Inverse kinematic approximation with neural network

Aristide_Martello · September 14, 2021, 3:44pm

Good morning everyone,
I’ll try to briefly explain the context and then the problem I’m facing:

Context: I am using and testing a collaborative Robot. This Robot has been provided to me with a library in python that allows to acquire signals from the robot (currents, velocity, positions, I/O etc) and to command it, in joint and end-effector (EE) coordinates. There are also available the functions of Direct and Inverse Kinematics (DK and IK).
For my curiosity, I was interested in generating a trajectory (in end-effector coordinates) in order to move it within a conical area [I attach a link to the video that shows the movement in question].

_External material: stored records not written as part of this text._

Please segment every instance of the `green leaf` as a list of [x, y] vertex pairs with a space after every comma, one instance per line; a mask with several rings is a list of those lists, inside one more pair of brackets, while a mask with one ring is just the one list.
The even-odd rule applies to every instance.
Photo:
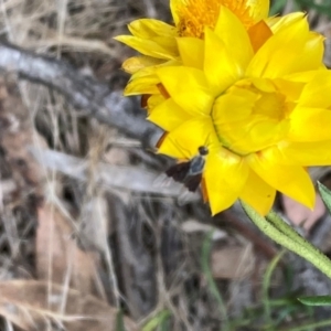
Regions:
[[318, 188], [322, 196], [322, 200], [325, 206], [328, 207], [329, 213], [331, 214], [331, 191], [320, 182], [318, 182]]
[[279, 260], [282, 258], [285, 253], [286, 250], [282, 250], [273, 258], [264, 275], [263, 297], [264, 297], [264, 306], [265, 306], [265, 318], [267, 323], [271, 322], [270, 299], [269, 299], [269, 288], [270, 288], [271, 277], [276, 269], [276, 266], [278, 265]]
[[169, 317], [170, 317], [169, 310], [160, 311], [145, 324], [141, 331], [153, 331], [158, 327], [160, 325], [162, 327], [167, 322]]
[[298, 300], [306, 306], [331, 306], [331, 296], [301, 297]]

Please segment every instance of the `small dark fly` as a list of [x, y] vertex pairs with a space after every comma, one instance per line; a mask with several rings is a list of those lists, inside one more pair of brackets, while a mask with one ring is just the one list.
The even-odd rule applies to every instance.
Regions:
[[177, 182], [183, 183], [190, 192], [195, 192], [201, 183], [209, 149], [205, 146], [201, 146], [197, 151], [199, 153], [191, 160], [171, 166], [166, 171], [168, 177], [171, 177]]

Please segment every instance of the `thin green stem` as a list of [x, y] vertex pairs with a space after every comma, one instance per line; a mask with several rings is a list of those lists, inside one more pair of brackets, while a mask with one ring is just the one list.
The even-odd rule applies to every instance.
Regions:
[[[282, 221], [280, 217], [279, 220], [276, 220], [273, 216], [271, 218], [276, 221], [275, 224], [277, 225], [275, 226], [275, 224], [270, 222], [270, 217], [268, 220], [260, 216], [252, 206], [243, 201], [242, 206], [250, 221], [268, 237], [285, 248], [303, 257], [324, 275], [331, 278], [331, 260], [313, 245], [302, 238], [292, 227], [287, 225], [285, 221]], [[284, 222], [286, 225], [281, 222]]]

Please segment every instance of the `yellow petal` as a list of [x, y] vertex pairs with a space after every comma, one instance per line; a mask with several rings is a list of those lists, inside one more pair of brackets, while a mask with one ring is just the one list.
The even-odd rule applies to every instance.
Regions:
[[[174, 39], [173, 44], [170, 42], [170, 39], [167, 38], [148, 40], [132, 35], [118, 35], [114, 39], [122, 42], [143, 55], [168, 60], [178, 58], [179, 56]], [[168, 44], [168, 47], [163, 46], [162, 44]]]
[[244, 67], [228, 52], [223, 41], [210, 29], [205, 29], [204, 72], [214, 95], [220, 95], [238, 81]]
[[225, 149], [220, 148], [207, 156], [204, 180], [213, 215], [237, 200], [247, 177], [247, 164]]
[[152, 109], [148, 119], [166, 131], [172, 131], [191, 116], [179, 107], [173, 99], [167, 99]]
[[255, 54], [246, 75], [277, 78], [300, 71], [318, 70], [322, 54], [323, 38], [309, 32], [305, 18], [269, 38]]
[[209, 115], [214, 97], [202, 71], [193, 67], [164, 67], [157, 71], [174, 102], [195, 116]]
[[184, 4], [183, 0], [170, 0], [170, 10], [171, 10], [171, 14], [172, 14], [173, 22], [175, 25], [178, 24], [178, 22], [180, 20], [179, 15], [178, 15], [178, 8], [183, 4]]
[[209, 117], [190, 119], [170, 131], [159, 152], [178, 159], [191, 159], [196, 156], [201, 146], [212, 146], [211, 150], [220, 146]]
[[[299, 105], [303, 107], [329, 108], [331, 106], [331, 72], [317, 71], [302, 90]], [[318, 97], [322, 96], [322, 97]]]
[[263, 216], [273, 207], [276, 190], [267, 184], [254, 171], [249, 171], [247, 182], [239, 195], [239, 199], [247, 202]]
[[148, 66], [159, 65], [163, 63], [164, 60], [150, 57], [150, 56], [134, 56], [126, 60], [121, 67], [129, 74], [135, 74], [140, 70]]
[[178, 38], [177, 43], [183, 65], [202, 70], [204, 42], [196, 38]]
[[132, 21], [128, 25], [128, 29], [132, 33], [132, 35], [142, 39], [150, 39], [153, 36], [174, 38], [177, 33], [177, 30], [173, 25], [169, 25], [162, 21], [152, 19], [141, 19]]
[[159, 94], [158, 83], [160, 79], [156, 75], [131, 79], [126, 86], [124, 95]]
[[258, 22], [268, 17], [269, 13], [269, 0], [246, 0], [249, 7], [249, 15], [254, 22]]
[[330, 124], [331, 109], [297, 107], [290, 115], [287, 138], [291, 141], [330, 140]]
[[261, 45], [273, 35], [270, 28], [265, 21], [259, 21], [248, 30], [250, 43], [256, 53]]
[[317, 167], [331, 164], [331, 140], [318, 142], [282, 142], [264, 150], [269, 159], [282, 164]]
[[270, 186], [310, 209], [313, 207], [314, 189], [302, 167], [275, 163], [277, 160], [263, 152], [250, 154], [246, 159], [253, 171]]
[[[215, 34], [224, 43], [227, 56], [233, 56], [232, 61], [237, 65], [237, 74], [243, 75], [253, 57], [253, 49], [245, 26], [226, 7], [221, 8], [221, 14], [215, 26]], [[222, 53], [216, 53], [216, 55], [222, 56]]]
[[290, 24], [301, 21], [305, 18], [305, 12], [292, 12], [284, 17], [267, 18], [266, 22], [270, 26], [274, 33], [287, 28]]

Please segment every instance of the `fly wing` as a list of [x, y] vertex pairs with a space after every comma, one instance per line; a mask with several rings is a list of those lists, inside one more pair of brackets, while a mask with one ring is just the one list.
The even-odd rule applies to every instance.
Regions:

LINK: https://www.youtube.com/watch?v=CExtMfvRabo

From the robot, moreover, it is possible to save the .csv file containing the trajectories, in joint coordinates, of the single joints.

Initially, not knowing the “shape” that should have the trajectory (in end-effector coordinates) of the movement that I was interested in reproducing, I was able, manually moving the robot in gravity compensation mode, to acquire the trajectories of the individual joints. At this point, using the Direct Kinematics algorithm, I obtained the movement of the consequent end-effector [I attach photos of 2 3D graphs: the first in which I plot the 3 coordinates x,y,z and the second, in which I plot roll, pitch, yaw].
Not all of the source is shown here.